The problem starts at the top. The conservative Supreme Court has certainly issued some decisions that are antagonistic to shareholders and investors. Stoneridge comes to mind. There the Supreme Court basically announced that the controlling principle for future antifraud decisions would be "no expansion." One of the reasons given by Justice Kennedy? Bad for business. "Overseas firms with no other exposure to our securities laws could be deterred from doing business here. . . This, in turn, may raise the cost of being a publicly traded company under our law and shift securities offerings away from the domestic capital markets."
But the problem goes much deeper into the judiciary. Much of his problem may come from the DC Circuit. It is the DC Circuit that is considered perhaps the most important federal court other than the Supreme Court. Moreover, in the realm of government regulation, it hears by far the largest number of cases that challenge administrative policy. Nominees to the Supreme Court often come from the DC Circuit. Scalia, Ginsburg and Roberts are the current examples. Judges on the circuit, therefore, have an incentive to adhere to an ideological approach that is likely to bring them to the attention of the doyens in the Administration deciding on nominees to the Supreme Court. The website for the Circuit lists 13 judges. The membership consists largely of Republican appointees, with only four appointed by democrat presidents (Edwards, who is now senior, Rogers, Tatel, and Garland). For the Obama Administration, it will be an unsympathetic court.
With that in mind, we turn to the court's responsibility for the current conflagration in the financial markets. For that, we return to hedge funds.
Since mutual funds are likewise pooled investment vehicles, the critical component of the definition is private organization and unavailability to the public. The non-public nature of the funds occurs because they need not register as investment companies with the SEC. They avoid registration by keeping the number of investors to below 100 persons Investment Company Act of 1940, Section 3(c)(1)) or offering participation only to purchasers that own $5 million in assets (Section 2 (a)(51)(A)). Without registration, hedge funds operate with little or no regulatory oversight (the antifraud provisions an exception) and provide little or no public information about their activities.

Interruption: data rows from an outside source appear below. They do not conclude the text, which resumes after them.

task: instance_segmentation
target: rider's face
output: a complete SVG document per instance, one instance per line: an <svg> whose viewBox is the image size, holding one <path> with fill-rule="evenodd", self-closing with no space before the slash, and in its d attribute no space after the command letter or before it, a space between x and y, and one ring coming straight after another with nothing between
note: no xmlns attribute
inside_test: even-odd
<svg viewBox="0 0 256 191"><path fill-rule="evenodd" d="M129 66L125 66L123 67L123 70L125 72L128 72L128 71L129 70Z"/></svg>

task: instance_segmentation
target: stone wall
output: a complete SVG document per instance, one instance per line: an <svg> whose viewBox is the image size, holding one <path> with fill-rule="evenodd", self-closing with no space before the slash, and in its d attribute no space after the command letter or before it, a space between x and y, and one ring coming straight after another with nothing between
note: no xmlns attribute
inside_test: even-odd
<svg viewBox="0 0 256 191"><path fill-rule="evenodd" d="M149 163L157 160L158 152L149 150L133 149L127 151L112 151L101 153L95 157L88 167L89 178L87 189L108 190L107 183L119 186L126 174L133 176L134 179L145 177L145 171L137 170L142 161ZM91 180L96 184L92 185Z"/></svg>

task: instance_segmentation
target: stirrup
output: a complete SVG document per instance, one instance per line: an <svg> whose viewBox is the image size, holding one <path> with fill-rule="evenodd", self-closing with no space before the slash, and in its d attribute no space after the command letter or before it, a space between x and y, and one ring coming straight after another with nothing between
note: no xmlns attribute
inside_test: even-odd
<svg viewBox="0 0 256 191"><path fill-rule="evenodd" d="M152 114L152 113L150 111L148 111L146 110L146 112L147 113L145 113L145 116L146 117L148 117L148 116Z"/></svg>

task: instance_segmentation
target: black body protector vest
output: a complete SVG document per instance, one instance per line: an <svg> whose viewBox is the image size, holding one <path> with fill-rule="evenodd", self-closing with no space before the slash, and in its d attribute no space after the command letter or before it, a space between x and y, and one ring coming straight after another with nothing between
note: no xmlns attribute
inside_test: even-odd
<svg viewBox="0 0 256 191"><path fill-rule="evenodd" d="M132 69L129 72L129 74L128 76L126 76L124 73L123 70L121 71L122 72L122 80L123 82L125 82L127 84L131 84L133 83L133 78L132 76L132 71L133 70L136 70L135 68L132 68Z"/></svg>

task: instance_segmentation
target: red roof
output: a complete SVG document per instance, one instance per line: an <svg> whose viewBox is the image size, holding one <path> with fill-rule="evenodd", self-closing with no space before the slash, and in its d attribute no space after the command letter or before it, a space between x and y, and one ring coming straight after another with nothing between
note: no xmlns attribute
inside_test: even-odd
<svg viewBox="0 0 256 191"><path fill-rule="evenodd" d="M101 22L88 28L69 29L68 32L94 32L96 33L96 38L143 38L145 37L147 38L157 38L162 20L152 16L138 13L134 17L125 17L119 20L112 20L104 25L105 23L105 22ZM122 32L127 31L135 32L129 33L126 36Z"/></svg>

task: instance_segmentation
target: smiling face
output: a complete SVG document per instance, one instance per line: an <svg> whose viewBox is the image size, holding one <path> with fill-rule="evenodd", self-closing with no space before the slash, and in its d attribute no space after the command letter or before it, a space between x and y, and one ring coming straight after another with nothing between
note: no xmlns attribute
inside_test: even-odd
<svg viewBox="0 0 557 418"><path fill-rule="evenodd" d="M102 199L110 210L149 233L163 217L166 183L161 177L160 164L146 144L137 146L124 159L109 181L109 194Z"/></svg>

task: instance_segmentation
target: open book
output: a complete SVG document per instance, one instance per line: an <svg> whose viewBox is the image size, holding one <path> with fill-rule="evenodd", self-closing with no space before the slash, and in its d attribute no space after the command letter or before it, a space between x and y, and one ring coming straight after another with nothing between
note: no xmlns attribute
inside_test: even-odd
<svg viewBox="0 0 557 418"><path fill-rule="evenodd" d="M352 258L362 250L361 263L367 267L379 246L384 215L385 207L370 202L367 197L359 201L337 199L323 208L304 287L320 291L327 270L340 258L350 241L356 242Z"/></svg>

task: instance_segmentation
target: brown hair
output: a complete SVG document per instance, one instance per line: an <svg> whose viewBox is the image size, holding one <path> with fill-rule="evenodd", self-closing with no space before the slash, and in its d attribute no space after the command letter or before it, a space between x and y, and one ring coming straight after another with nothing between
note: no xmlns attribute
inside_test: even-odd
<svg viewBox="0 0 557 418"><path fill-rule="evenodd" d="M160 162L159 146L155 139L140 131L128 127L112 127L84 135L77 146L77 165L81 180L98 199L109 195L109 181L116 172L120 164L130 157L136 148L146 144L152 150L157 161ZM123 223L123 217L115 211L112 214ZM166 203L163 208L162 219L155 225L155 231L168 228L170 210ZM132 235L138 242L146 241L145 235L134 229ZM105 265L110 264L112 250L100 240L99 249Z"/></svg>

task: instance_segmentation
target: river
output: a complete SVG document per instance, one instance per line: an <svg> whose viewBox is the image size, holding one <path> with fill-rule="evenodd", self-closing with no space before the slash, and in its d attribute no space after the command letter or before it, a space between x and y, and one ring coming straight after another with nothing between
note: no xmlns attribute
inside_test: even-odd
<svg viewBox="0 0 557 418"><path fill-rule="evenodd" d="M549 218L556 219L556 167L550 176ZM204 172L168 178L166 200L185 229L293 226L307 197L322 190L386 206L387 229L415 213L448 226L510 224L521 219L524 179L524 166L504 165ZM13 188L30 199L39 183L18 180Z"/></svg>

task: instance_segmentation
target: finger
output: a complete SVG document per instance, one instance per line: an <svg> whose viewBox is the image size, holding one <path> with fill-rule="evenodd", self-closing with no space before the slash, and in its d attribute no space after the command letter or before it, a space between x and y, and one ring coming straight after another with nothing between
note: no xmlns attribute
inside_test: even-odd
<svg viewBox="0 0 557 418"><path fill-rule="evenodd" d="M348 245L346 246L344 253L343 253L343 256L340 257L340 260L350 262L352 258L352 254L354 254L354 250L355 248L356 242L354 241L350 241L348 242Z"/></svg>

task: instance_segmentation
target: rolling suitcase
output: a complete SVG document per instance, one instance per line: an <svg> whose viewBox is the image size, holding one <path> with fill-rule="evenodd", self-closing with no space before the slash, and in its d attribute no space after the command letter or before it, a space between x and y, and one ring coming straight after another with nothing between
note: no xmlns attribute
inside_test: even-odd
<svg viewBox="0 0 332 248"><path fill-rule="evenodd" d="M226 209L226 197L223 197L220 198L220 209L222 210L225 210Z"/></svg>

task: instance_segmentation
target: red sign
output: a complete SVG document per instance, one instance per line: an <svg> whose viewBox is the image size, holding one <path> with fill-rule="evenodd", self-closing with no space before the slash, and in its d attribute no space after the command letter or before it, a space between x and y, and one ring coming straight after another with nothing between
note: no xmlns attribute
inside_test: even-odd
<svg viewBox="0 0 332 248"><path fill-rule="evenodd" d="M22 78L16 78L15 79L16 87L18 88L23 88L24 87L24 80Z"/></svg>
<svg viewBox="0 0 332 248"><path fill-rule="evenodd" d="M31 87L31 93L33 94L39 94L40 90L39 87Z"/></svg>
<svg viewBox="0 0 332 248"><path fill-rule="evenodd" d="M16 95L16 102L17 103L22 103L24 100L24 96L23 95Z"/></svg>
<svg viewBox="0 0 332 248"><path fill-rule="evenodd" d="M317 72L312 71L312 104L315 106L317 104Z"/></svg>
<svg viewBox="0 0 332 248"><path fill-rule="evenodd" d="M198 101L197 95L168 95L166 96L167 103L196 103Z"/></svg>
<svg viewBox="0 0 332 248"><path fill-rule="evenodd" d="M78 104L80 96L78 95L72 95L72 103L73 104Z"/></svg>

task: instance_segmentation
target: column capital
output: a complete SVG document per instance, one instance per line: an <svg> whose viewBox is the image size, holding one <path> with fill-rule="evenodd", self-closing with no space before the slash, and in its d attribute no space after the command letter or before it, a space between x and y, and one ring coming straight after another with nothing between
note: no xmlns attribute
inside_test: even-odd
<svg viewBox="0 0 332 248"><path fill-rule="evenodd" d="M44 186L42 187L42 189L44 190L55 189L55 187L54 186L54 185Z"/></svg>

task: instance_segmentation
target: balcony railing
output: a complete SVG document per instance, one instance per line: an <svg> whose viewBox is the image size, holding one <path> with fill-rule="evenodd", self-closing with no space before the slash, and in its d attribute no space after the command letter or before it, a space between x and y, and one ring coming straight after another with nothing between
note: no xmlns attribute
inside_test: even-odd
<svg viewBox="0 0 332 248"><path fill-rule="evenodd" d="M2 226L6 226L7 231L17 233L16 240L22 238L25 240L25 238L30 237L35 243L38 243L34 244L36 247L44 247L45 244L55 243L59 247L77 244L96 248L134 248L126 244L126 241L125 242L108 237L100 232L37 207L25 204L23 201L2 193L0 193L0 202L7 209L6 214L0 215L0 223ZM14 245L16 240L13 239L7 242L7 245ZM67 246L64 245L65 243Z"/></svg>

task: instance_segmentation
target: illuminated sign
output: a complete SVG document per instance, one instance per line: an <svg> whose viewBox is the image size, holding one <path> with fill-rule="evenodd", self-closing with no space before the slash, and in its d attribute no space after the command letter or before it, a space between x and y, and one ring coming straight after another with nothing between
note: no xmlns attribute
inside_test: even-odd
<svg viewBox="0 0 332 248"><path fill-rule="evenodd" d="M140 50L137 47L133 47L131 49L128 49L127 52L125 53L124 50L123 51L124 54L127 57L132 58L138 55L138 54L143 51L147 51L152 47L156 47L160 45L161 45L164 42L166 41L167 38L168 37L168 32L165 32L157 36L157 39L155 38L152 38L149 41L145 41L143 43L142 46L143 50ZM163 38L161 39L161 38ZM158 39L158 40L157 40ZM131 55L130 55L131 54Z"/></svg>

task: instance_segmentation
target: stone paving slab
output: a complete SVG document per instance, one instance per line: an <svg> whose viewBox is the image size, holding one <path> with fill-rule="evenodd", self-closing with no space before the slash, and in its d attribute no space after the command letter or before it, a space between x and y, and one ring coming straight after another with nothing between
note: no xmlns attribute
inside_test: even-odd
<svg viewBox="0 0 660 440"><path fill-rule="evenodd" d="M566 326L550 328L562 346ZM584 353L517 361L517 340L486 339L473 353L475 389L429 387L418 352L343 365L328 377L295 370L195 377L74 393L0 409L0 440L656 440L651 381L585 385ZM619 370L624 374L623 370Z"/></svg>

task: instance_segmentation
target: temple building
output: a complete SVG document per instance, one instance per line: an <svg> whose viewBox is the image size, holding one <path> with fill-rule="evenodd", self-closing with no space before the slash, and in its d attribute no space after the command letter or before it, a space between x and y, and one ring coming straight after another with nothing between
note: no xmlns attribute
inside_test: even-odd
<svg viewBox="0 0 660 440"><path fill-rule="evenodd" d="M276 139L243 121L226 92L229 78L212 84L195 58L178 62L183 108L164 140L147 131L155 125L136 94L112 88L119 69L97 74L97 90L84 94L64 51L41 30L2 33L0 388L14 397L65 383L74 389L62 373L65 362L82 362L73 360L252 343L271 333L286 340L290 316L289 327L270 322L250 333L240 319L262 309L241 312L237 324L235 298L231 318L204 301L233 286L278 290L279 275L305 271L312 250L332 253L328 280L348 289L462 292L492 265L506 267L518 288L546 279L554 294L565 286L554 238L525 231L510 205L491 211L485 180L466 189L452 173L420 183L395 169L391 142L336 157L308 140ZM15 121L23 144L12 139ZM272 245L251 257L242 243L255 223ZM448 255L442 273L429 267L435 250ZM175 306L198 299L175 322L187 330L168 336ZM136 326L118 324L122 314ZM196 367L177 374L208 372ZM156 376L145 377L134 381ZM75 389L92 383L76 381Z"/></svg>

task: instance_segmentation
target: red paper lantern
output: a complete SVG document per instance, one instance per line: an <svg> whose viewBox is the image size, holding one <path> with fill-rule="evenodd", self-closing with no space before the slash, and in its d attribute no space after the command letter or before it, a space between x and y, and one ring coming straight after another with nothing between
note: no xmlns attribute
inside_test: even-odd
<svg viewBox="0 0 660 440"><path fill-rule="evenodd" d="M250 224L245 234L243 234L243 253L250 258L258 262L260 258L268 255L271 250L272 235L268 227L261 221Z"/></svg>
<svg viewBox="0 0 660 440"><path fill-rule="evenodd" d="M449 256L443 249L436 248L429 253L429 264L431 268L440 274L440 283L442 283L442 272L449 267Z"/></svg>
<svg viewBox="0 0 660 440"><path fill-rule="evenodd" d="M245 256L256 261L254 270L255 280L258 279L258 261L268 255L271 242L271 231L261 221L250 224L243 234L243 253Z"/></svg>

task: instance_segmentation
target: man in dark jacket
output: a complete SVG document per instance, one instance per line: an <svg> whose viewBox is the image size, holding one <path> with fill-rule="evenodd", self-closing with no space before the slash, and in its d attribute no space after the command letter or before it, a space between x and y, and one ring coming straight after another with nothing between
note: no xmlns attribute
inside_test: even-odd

Given the growing role of hedge funds in the financial markets, the absence of transparency is troubling. This is one of those issues where the staff at the SEC was out front. In 2003, the staff published a report on the funds. Implications of the Growth of Hedge Funds, Staff Report the United States Securities and Exchange Commission (September 2003). The report noted many of the problems that arise from the lack of transparency and recommended that the funds be required to register with the Commission. The Commission acted and subjected funds to registration and inspection. See 17 C.F.R. § 275.203. The Rule was opposed by the deregulatory faction on the Commission, Commissioners Atkins and Glassman. See Investment Advisors Act Release No. 2333 (Dec. 10, 2004).
What the deregulators could not do at the Commission, the DC Circuit did at the appellate level. In Goldstein v. SEC, 451 F.3d 873 (D.C. Cir. 2006), a panel consisting of a majority of Republican appointees struck down the modest rule. The result was that as the financial crisis unfurled during the second half of 2008, regulators had almost no information about hedge funds and their activities. While it is hard to pinpoint the role of hedge funds in the current crisis, it is beyond peradventure that the crisis started with the collapse of two funds run by Bear Stearns. Moreover, their often highly levereged nature potentially imposes additional systemic risks to the financial system, although without disclosure, assessing the degree of risk is "virtually impossible."
While there may be a political consensus that favors a more activist government in the context of the current economic turmoil, the same consensus probably does not exist in the courts. It is this interest group that may take the longest to shift.